The concessionary unionism that your Unity Caucus practices is the real problem. It brought us the 2005 disaster of a contract that created the Absent Teacher Reserve pool along with other horrible givebacks. Unity Caucus created the huge mess with closing schools when they agreed to eliminate preferred placement for members when a school is closed back in that agreement. People from Unity ran around selling that pile of junk as a great victory.
Then, in 2010 your caucus inexplicably backed the change in the law to allow our ratings to be based in part on value added, otherwise known as junk science, to get your hands on some race to the top pennies. Some states didn’t want the race to the top money which is a drop in the education budget bucket. Now you are running around telling us not to worry again because this evaluation system is basically unworkable.

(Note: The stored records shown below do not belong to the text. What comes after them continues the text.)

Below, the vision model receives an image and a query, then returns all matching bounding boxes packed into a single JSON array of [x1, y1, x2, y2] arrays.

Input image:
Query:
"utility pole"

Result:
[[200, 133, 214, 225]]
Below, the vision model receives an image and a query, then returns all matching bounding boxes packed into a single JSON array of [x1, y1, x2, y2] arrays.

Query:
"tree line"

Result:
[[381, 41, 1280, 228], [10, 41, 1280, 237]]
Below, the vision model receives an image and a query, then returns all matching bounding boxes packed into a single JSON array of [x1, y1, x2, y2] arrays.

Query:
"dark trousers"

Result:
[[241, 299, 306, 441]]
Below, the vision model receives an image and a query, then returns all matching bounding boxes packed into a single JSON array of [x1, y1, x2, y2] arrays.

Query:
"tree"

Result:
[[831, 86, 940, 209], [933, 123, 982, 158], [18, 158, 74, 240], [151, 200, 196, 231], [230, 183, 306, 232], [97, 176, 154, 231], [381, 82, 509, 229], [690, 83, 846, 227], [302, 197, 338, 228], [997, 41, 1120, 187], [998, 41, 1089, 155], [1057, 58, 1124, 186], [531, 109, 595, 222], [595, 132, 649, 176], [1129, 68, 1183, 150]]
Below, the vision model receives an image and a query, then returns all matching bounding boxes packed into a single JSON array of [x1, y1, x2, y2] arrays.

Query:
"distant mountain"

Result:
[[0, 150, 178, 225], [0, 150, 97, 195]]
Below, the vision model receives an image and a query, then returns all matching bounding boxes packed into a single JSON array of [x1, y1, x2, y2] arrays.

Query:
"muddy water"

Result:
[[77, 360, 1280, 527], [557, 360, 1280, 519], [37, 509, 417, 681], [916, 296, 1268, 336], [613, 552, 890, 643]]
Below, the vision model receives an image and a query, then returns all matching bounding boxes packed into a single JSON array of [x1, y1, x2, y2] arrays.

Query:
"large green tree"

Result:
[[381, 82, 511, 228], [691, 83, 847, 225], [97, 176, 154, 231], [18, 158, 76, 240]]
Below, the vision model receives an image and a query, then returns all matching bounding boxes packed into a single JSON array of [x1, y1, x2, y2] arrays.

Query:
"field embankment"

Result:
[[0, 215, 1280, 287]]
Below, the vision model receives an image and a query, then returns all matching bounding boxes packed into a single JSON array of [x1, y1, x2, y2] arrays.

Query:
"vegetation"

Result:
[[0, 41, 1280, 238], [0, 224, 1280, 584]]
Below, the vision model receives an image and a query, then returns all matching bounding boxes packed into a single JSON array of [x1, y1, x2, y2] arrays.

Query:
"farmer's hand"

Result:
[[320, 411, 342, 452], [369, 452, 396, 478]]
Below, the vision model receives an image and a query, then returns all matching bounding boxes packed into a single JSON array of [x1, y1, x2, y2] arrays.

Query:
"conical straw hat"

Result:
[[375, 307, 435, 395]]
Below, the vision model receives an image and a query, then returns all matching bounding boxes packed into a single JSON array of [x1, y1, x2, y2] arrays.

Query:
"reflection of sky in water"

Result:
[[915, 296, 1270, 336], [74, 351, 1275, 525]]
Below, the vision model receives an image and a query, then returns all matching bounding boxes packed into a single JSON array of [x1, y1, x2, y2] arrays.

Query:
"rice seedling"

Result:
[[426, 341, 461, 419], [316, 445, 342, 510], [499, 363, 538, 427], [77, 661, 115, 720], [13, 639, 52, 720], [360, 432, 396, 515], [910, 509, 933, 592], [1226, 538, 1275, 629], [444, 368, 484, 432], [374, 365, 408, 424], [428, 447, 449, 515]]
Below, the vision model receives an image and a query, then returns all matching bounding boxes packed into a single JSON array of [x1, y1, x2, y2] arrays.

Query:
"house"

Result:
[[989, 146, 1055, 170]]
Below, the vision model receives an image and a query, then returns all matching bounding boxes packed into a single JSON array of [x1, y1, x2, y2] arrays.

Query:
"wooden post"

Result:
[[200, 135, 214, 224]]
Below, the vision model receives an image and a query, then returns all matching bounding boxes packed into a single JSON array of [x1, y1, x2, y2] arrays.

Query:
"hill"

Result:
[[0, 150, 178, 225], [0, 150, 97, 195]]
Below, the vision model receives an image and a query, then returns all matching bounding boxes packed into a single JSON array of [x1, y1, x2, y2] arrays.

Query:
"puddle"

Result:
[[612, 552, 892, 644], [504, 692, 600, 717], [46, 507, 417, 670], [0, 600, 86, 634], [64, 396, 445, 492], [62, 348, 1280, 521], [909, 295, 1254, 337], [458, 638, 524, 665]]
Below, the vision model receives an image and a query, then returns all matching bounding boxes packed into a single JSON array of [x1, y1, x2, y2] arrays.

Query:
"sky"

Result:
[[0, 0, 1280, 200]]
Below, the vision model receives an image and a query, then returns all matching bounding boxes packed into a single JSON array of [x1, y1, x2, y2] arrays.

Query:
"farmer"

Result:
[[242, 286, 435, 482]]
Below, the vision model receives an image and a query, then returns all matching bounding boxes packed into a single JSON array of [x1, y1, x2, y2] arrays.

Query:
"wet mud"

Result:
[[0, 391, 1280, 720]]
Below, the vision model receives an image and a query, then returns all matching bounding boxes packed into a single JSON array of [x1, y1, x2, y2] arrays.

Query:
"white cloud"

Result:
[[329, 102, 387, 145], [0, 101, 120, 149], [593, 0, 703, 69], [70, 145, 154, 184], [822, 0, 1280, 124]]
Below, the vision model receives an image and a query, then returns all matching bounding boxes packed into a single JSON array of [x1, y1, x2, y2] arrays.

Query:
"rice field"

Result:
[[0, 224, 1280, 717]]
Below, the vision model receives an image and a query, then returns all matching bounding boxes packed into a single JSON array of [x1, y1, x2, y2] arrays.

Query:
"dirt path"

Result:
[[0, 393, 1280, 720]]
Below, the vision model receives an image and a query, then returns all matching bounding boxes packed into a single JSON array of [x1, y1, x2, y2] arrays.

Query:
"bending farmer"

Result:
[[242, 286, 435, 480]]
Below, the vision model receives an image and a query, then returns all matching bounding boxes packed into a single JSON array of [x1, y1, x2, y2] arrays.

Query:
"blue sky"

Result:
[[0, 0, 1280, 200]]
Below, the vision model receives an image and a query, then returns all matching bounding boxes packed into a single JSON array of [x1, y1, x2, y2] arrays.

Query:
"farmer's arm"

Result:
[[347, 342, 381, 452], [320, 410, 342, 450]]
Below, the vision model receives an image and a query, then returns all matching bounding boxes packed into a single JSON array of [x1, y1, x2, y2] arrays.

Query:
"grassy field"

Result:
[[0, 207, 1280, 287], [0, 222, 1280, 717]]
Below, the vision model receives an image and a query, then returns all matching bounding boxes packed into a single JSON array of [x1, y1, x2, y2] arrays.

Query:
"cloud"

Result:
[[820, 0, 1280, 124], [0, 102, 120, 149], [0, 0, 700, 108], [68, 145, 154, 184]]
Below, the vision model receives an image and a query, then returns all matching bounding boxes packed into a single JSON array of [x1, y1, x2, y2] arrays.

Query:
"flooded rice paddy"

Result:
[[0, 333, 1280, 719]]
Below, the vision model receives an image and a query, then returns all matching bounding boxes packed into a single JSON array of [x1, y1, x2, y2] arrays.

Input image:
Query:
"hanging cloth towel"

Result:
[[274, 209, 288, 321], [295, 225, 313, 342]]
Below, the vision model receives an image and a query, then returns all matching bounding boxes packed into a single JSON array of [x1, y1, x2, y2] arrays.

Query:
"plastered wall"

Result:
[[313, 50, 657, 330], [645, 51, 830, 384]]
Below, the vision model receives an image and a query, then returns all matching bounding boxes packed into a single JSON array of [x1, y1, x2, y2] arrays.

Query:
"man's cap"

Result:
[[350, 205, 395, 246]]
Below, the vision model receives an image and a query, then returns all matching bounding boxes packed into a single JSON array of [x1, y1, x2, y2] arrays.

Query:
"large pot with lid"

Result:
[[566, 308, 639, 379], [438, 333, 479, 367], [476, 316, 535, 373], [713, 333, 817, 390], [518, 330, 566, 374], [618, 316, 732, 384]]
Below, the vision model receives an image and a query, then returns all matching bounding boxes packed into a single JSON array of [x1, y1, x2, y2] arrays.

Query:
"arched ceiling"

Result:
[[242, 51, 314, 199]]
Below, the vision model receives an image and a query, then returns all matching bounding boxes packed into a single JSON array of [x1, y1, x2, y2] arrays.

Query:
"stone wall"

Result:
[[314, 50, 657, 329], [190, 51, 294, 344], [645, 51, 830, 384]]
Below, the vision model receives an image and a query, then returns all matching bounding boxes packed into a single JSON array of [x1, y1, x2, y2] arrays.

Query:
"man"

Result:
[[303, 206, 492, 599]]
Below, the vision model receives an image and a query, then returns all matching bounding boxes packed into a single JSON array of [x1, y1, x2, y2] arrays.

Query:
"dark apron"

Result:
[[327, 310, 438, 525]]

Some poor teacher, maybe me, will get fired and have to go to court and you say we need not worry because “If the expert community, including the organization that designed the NYS system, has no confidence that VAM scores should VAM be used to dismiss teachers? I wonder how an arbitrator or a court would rule.” I would rather not find out and use what the experts say to try to change the law now particularly since it appears we are giving in on evaluations without getting a contract. The law ties the two together (although it doesn’t mandate it); the union in Yonkers just used the evaluation deadline to secure a contract.
Your piece then states, “When the economy improves, new job opportunities are created, will candidates line up to teach? I doubt it.” Isn’t the job of a union to improve our salary and working conditions? We’re not here to accept concessions, knowing they won’t work, and maybe fix things later. Is that your strategy?
Didn’t UFT/NYSUT candidates do quite well in the recent election? Why can’t we take a stand? Are you afraid of Andrew Cuomo? Most people feel he has presidential aspirations. Isn’t he a Democrat? Taking on unions, particularly teacher unions, may play well in a Republican primary but not a Democratic primary.
I don’t advocate a strike at this point because we are totally unprepared but Chicago proved in 2012 that fighting back is better than just giving in. We need a different kind of union that fiercely defends our rights and the rights of students not to be test taking machines.
Where have you gone Charlie Cogen, Roger Parente and David Seldon?